ABSTRACT

In marked contrast to the abundance of devices which the criminal law has invented for the protection of property—antiquated and inefficient as many of them may be—stands its neglect to afford a corresponding protection against property. In a historical development of some thousands of years, there is indeed only one form of anti-social conduct by owners of property that has been persistently made an offence punishable by the law: Usury. No wonder that this illegitimate child of ecclesiastical, legal, and social thought has had to bear the brunt of the most vehement attacks of which the defenders of “Improperty” have been capable. Fortunately, it has survived in many parts of the world, though the loss of many of its teeth is somewhat deplorable. 1 Granted that the Middle Ages had greatly overdone the matter.
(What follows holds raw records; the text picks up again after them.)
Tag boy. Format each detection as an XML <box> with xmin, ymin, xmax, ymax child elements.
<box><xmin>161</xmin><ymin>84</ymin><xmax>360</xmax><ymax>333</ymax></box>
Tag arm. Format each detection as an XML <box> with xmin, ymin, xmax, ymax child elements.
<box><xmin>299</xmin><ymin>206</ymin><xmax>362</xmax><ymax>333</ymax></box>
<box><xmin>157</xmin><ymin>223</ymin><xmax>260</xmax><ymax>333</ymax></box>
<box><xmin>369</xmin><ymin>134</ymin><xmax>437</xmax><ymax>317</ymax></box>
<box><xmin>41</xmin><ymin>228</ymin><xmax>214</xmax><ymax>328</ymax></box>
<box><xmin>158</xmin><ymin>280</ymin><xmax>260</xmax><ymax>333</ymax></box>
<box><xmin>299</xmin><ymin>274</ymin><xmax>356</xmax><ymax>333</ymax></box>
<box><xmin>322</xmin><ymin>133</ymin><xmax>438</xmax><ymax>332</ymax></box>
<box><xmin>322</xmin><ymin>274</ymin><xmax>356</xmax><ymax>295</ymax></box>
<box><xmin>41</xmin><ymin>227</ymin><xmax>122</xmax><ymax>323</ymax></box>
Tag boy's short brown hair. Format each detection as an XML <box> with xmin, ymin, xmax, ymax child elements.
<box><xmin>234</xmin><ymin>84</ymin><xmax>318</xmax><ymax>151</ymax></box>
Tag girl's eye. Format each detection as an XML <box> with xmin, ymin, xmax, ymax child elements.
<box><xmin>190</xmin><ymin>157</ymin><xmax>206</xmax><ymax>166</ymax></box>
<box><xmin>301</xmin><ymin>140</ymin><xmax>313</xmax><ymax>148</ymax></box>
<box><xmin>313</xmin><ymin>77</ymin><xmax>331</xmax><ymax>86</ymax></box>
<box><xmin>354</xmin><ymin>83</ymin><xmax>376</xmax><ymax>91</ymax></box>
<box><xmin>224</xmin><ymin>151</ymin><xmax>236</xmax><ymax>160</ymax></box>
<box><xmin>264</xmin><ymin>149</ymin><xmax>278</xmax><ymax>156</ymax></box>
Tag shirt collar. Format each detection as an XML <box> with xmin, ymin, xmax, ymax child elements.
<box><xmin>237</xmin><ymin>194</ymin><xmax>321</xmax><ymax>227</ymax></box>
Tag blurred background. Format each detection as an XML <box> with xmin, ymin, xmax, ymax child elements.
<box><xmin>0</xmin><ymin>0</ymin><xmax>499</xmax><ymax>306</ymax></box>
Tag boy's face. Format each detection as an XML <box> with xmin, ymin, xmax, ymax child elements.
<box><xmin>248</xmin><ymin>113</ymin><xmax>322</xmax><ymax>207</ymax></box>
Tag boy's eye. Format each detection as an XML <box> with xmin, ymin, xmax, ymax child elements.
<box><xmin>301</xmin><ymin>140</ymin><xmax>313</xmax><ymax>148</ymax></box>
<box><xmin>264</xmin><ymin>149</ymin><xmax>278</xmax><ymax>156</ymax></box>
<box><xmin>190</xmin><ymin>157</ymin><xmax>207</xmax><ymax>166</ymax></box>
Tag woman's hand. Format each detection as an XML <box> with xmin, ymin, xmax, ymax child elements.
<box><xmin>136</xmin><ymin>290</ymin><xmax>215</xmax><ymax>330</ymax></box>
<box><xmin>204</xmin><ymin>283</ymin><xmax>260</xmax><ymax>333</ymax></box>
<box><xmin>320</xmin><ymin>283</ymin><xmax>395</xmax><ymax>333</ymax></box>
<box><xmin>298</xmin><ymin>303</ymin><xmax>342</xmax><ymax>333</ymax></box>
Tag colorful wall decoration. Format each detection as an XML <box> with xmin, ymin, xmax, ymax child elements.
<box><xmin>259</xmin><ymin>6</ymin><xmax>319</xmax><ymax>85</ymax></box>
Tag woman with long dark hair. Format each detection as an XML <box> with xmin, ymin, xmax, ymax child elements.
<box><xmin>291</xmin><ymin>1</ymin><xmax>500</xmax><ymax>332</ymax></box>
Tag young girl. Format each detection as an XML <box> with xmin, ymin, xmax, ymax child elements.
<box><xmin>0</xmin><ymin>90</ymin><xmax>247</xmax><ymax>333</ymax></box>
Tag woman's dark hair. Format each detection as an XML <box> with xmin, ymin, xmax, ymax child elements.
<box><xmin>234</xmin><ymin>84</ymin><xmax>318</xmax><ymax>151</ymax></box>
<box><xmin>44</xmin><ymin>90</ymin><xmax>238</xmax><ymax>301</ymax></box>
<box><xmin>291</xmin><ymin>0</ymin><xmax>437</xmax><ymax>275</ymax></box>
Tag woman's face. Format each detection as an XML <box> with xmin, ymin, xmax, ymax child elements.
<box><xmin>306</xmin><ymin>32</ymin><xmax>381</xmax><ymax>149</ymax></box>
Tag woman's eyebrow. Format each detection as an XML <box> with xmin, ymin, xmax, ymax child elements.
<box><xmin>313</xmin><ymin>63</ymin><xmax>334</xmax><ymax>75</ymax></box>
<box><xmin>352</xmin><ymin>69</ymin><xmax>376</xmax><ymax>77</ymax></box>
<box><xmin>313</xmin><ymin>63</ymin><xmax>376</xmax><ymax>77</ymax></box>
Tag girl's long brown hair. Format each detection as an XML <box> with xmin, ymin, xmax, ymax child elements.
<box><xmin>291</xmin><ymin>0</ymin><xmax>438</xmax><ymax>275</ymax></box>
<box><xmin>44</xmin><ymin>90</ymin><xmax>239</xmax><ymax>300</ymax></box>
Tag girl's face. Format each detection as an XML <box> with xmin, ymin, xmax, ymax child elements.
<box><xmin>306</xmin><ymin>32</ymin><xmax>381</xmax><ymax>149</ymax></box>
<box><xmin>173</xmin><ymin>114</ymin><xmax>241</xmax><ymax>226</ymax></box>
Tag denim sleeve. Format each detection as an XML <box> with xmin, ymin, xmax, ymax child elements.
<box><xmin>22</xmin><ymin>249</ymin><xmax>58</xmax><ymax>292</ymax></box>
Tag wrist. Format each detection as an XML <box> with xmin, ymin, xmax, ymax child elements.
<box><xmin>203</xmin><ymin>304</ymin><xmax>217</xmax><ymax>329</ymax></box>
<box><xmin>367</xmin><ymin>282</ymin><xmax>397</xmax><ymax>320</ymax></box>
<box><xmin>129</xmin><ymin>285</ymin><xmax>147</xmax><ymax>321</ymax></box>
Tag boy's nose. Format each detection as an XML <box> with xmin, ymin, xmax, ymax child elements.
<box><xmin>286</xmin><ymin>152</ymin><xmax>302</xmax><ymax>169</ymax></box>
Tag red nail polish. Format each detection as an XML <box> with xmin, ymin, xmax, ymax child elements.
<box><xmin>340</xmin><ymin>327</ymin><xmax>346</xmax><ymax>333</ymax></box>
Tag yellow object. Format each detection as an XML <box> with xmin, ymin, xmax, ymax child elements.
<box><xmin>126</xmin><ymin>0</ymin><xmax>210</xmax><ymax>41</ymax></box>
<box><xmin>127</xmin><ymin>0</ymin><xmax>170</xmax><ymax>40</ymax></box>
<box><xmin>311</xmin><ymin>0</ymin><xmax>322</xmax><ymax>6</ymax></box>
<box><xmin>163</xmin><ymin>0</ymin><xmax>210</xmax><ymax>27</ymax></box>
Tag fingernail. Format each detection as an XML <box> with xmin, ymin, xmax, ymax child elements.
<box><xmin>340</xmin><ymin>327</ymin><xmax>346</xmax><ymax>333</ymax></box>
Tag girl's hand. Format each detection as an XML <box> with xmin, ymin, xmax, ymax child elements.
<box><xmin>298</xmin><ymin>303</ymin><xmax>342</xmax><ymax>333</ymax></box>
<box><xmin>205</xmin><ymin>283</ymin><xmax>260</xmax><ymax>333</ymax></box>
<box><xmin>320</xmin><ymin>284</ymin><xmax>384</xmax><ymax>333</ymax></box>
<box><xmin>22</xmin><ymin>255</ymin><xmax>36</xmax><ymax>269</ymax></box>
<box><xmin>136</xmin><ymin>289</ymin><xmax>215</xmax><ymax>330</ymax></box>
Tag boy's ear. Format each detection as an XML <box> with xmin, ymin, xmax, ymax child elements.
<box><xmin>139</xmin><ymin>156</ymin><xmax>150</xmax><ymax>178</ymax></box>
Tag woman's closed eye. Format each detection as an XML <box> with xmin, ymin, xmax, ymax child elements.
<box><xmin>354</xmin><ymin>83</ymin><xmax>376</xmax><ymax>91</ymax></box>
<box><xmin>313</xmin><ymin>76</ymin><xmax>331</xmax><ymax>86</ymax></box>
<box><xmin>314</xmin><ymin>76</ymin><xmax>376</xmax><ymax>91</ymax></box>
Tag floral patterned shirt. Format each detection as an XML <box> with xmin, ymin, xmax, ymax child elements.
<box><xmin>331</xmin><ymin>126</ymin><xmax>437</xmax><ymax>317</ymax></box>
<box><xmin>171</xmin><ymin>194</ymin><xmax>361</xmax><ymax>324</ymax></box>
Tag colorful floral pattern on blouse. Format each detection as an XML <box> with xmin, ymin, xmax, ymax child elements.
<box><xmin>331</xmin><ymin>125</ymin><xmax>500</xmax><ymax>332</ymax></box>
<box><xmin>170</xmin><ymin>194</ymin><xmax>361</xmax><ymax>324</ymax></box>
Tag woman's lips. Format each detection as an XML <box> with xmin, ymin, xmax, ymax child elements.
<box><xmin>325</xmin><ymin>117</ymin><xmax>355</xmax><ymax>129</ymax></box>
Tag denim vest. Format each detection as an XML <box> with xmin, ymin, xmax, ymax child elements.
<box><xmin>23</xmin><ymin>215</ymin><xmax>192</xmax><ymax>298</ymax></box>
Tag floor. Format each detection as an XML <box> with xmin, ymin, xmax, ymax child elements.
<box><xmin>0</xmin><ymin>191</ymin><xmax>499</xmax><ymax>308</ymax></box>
The prohibition of usury had, in the words of Tawney, 2 become the kernel of its doctrines of economic ethics, and the money-lender the most conspicuous species of unpopular character. Even when Thomas Wilson wrote his famous Discourse of 1572, this was still, “after the land question, the most burning social problem of the day” “too scandalous to be tolerated and too convenient to be altogether suppressed”. 3 Clearly the wholesale penalization of any form of interest for loans of money was, already then, both unjustified and impracticable. One concession after the other had to be made, till Bentham's “Letters in Defence of Usury” of 1787 succeeded, at least for a while, in altogether destroying the last remaining vestiges of faith in the criminal law of usury. Apparently, it seemed impossible to dispose of Bentham's argumen 1 :

For him who takes as much as he can get for the use of any other sort of thing, a house, for instance, there is no particular appellation, nor any mark of disrepute: nobody is ashamed of doing so, nor is it usual so much as to profess to do otherwise. Why a man who takes as much as he can get … for the use of a sum of money should be called usurer … any more than if he had bought a house with it and made a proportionable profit by the house, is more than. I can see.